In February 1897 Vetter announced that he would leave his position on the Board of Fire Commissioners because he was taking part in the formation of a new corporation, the Home Telephone Company, and the city charter did not allow a city official to compete for "any sort of franchise."

He was elected to the City Council from the 3rd Ward on December 5, 1898, for a two-year term. On the council, one of the projects he spoke for was the installation of "a suitable lavatory in Sixth Street or Central Park," the present Pershing Square. He said it could be done by "raising the bandstand and placing the rooms underneath it." He also urged that the city electrician be requested "to see if some means cannot be devised" to dim the headlights of streetcars while they were "traveling the crowded streets of the city."

Vetter failed of renomination by the local Republican Party convention after he opposed opening up a district surrounding Westlake Park, the present McArthur Park, for oil drilling.

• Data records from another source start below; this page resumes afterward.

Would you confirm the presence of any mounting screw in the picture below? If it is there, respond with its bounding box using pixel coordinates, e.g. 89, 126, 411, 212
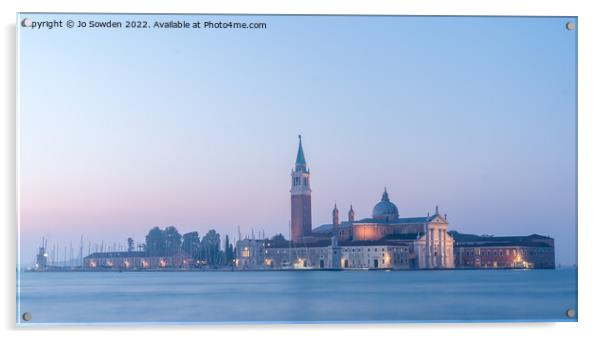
565, 21, 577, 31
566, 308, 575, 318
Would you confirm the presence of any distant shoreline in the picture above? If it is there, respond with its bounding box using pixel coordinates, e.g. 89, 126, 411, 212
21, 266, 577, 273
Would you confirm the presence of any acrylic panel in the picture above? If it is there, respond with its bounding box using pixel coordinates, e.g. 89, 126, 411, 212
16, 13, 578, 325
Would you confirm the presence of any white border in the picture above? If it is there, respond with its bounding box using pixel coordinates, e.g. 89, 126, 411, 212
0, 0, 602, 339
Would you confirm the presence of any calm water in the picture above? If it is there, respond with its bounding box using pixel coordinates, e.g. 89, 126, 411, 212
17, 269, 577, 323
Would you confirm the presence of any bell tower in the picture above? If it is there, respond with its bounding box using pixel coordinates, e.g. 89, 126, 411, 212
291, 135, 311, 243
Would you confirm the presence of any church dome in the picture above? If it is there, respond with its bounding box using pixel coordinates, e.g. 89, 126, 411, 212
372, 188, 399, 222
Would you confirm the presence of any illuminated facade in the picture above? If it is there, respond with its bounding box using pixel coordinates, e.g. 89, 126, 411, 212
84, 251, 190, 270
291, 136, 311, 243
453, 232, 556, 268
236, 136, 555, 269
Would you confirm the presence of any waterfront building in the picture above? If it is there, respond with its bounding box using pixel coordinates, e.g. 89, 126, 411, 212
84, 251, 191, 270
452, 232, 556, 268
236, 136, 555, 269
290, 135, 312, 243
236, 136, 454, 269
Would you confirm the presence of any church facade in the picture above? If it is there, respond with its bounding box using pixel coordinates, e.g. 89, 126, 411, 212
237, 136, 454, 269
236, 136, 555, 270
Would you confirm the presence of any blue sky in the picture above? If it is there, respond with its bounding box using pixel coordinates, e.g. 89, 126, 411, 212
19, 15, 577, 264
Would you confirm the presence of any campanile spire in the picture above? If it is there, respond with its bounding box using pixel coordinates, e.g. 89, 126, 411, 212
291, 135, 311, 242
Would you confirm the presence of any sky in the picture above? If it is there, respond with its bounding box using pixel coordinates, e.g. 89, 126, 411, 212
18, 14, 577, 265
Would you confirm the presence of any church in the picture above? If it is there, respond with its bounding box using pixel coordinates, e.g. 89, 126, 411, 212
237, 136, 454, 269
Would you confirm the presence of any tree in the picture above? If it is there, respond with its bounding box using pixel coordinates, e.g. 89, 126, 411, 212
182, 232, 201, 260
201, 230, 221, 266
163, 226, 182, 255
145, 227, 165, 256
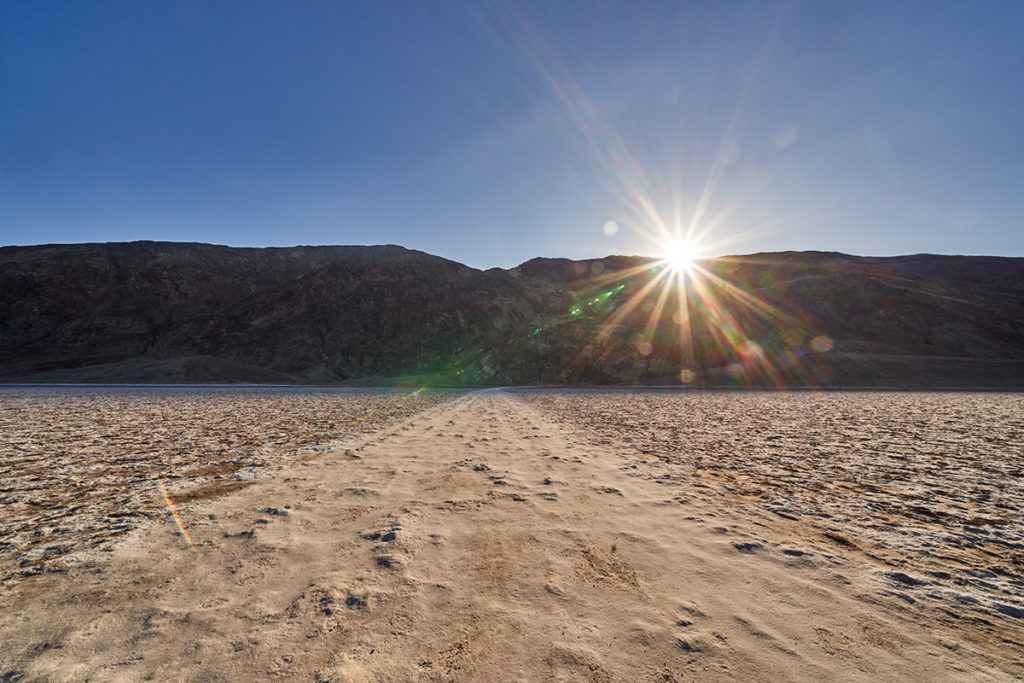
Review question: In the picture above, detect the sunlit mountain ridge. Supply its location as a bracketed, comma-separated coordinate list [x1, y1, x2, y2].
[0, 242, 1024, 388]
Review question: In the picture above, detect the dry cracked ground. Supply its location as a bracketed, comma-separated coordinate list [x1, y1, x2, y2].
[0, 390, 1024, 681]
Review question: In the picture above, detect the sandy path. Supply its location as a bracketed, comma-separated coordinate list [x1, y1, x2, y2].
[0, 391, 1020, 681]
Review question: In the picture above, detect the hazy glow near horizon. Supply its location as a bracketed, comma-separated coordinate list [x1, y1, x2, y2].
[0, 0, 1024, 267]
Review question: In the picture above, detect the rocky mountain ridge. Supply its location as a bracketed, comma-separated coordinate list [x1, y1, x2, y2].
[0, 242, 1024, 388]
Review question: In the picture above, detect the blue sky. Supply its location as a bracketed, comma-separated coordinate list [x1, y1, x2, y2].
[0, 0, 1024, 267]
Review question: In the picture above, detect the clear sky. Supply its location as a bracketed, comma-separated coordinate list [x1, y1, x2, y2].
[0, 0, 1024, 267]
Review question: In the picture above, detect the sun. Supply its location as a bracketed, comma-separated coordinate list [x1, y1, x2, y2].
[665, 240, 698, 272]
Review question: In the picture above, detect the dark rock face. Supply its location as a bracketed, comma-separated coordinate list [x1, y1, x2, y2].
[0, 242, 1024, 387]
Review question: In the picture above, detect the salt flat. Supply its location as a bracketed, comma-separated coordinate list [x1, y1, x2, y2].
[0, 390, 1024, 681]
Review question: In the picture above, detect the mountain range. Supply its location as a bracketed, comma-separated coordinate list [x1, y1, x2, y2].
[0, 242, 1024, 389]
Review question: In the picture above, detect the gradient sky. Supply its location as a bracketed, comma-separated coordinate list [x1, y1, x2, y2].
[0, 0, 1024, 267]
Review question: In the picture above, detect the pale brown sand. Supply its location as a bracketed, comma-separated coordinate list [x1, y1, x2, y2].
[0, 392, 1024, 681]
[0, 387, 456, 586]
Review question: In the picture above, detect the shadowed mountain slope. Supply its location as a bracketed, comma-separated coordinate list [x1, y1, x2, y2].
[0, 242, 1024, 387]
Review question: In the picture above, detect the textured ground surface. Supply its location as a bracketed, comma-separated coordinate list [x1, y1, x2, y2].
[0, 391, 1024, 681]
[0, 388, 455, 585]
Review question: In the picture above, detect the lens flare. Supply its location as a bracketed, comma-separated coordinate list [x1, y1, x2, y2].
[665, 240, 697, 272]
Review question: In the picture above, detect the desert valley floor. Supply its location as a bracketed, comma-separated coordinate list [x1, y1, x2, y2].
[0, 388, 1024, 682]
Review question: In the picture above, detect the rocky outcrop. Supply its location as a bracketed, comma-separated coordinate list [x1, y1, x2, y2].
[0, 242, 1024, 387]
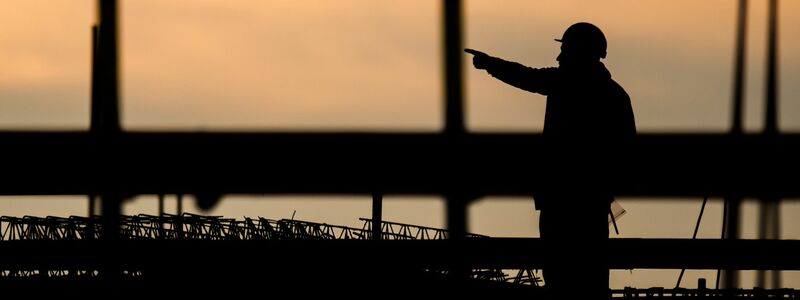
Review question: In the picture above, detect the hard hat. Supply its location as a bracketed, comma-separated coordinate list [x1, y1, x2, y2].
[556, 22, 607, 58]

It was said that Vetter had thus earned the enmity of an influential "oil speculator and money lender," W. E. De Groot, who was quoted as saying he would spend ten thousand dollars to defeat Vetter if he were renominated. This disagreement led to a short bout of fisticuffs when the two men met by happenstance one night in the Hotel Wellington, and Vetter knocked the "very abusive" De Groot to the floor with a blow to the side of the head.

==Legacy==

His estate was estimated at a value of $300,000 at his death, of which the state of California was to receive about $43,000 in inheritance tax. He left most of his estate to Spencer Grant of San Francisco, "son of the late Mr. Grant's closest friend." He bequeathed more than $5,000 to Helen G. Currie, his secretary, and $1,000 to Mary E. MacGowan, another employee.